Was habt ihr den per Vertrag vereinbart was gemacht werden soll?
Was wurde darüber hinaus berechnet?
Habt ihr einen Nachweis ds die berechneten Leistungen NICHT gemacht wurden? 
Wie in solchen Fällen immer, sofort damit zum Anwalt, spart jede Menge Nerven!

----------


## konni32

Im Vertrag stehen die Katheterisierung (über Krankenkasse) und Hilfe bei Ausscheidung (über Pflegekasse). Es musste 2 mal das Bettlaken gewechselt werden, dafür berechnet man "Vollständiges Ab- und Beziehen des Bettes" (dies ist auch okay), aber zusätzlich berechnet man noch 2 x kleine Toilette, obwohl die Teilwaschung über das Kathetern läuft und vor dem Wechsel dies gemacht wurde.

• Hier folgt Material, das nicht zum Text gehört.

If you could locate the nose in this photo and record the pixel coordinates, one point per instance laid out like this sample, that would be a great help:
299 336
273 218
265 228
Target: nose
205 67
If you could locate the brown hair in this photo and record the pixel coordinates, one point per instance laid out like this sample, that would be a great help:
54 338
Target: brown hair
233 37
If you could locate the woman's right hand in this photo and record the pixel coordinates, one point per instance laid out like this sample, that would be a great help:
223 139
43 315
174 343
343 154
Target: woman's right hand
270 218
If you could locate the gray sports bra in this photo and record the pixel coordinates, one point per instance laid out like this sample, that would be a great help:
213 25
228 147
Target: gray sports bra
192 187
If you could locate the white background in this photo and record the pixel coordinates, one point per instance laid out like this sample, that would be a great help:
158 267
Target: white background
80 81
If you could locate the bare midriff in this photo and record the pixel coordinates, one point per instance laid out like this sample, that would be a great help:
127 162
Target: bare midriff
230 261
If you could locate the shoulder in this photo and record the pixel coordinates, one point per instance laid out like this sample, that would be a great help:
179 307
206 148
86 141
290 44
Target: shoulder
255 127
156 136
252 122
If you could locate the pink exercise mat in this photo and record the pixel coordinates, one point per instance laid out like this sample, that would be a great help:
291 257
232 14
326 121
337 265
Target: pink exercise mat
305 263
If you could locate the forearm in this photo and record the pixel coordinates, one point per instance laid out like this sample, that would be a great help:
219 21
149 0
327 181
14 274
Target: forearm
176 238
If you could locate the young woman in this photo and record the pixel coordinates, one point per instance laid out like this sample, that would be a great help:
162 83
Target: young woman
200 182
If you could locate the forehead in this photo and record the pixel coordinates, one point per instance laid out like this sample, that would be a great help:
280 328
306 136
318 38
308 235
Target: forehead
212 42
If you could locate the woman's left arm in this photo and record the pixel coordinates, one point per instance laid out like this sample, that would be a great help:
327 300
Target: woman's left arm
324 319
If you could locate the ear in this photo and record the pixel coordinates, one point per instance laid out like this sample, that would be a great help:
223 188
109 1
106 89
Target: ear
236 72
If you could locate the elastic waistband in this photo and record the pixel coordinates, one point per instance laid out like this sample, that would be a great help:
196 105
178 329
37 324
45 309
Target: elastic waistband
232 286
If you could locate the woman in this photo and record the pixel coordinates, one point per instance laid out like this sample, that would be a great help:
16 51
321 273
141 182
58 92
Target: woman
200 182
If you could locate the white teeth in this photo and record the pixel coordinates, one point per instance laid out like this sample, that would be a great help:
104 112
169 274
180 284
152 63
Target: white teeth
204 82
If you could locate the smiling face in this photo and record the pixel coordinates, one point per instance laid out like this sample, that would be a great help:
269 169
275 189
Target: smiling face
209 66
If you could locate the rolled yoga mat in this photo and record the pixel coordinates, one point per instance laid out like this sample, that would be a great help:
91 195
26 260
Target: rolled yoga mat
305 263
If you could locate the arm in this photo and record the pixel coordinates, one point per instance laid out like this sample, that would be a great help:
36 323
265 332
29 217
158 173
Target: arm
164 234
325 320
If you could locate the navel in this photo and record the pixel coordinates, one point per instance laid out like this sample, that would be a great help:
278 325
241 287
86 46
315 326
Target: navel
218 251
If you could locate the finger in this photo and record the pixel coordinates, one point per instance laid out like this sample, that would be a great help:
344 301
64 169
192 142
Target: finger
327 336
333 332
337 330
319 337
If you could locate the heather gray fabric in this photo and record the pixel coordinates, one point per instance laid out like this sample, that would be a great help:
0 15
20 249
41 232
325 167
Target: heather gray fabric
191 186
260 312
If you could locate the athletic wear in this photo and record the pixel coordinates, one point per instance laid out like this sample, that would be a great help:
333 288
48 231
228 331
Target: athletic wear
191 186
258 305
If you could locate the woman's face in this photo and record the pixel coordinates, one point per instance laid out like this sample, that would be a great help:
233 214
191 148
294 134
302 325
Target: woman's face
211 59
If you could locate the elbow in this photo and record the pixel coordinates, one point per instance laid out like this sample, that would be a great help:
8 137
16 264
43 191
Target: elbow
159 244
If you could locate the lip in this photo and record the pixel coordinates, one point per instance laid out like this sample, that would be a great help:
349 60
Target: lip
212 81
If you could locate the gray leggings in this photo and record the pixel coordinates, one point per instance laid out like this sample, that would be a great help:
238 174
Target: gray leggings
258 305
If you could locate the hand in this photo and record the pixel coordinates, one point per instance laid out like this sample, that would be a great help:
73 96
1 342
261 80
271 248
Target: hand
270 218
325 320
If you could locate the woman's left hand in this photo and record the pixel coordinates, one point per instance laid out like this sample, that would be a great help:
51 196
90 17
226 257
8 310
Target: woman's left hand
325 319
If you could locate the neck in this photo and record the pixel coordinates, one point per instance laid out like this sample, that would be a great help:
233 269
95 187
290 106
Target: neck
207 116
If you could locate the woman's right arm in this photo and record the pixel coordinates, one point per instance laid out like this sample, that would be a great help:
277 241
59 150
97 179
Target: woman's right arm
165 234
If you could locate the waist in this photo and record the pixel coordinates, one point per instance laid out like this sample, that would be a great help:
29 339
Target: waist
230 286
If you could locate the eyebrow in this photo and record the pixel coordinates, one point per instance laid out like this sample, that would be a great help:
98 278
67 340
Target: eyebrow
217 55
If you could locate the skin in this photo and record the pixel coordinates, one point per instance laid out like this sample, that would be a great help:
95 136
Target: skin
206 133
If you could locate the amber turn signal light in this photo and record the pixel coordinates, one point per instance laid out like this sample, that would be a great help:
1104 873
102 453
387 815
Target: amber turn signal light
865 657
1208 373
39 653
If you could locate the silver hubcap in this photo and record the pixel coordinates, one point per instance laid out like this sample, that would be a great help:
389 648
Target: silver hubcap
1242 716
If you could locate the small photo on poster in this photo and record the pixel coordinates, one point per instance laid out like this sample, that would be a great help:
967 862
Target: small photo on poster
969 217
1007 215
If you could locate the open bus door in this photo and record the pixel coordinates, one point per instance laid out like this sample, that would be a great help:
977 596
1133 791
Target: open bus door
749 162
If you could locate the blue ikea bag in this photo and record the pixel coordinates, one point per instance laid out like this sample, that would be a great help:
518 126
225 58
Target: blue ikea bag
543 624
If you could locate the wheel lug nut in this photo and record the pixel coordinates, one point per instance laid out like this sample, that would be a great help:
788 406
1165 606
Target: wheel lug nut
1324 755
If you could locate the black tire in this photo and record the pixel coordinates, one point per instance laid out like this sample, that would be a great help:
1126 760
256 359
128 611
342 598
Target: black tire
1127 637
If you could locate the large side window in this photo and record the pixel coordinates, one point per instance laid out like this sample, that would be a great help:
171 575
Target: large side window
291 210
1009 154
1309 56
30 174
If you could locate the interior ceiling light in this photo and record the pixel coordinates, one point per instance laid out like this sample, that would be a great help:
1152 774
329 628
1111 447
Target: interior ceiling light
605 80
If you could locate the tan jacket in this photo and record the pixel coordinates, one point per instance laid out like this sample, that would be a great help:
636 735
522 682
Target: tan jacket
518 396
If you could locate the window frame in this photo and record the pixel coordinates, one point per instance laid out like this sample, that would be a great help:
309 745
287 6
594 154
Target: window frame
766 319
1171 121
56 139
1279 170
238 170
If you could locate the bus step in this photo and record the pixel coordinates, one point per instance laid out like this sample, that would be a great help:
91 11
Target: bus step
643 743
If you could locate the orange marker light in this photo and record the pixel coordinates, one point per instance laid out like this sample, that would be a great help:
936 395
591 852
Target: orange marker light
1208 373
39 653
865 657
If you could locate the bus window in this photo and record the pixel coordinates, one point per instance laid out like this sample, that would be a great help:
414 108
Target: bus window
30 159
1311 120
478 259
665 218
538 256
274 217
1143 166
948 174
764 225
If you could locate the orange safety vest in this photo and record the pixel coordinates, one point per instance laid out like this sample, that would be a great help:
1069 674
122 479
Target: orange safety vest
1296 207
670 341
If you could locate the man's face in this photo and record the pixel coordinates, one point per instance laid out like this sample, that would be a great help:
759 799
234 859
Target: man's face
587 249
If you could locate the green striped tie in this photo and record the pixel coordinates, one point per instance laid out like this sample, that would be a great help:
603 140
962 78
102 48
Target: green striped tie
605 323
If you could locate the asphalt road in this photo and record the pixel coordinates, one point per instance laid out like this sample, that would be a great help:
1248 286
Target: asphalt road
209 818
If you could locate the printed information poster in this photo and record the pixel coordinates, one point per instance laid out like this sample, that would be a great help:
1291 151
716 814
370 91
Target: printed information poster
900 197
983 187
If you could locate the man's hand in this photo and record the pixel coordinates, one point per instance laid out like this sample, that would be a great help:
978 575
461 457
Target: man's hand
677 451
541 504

Dann musste wegen einem Fehler einer Schwester zusätzlich eine geholt werden, da die anwesende sich dies nicht traute, dafür wurden dann auch noch 2 zusätzliche Leistungen berechnet. 4 x zeichnete man auch noch "kleine Toilette" ab, obwohl nichts dergleichen gemacht wurde. 
Wie soll man dies denn nachweisen?

----------


## wheelchairpower

Müsst ihr den PD zahlen oder wird er bezahlt?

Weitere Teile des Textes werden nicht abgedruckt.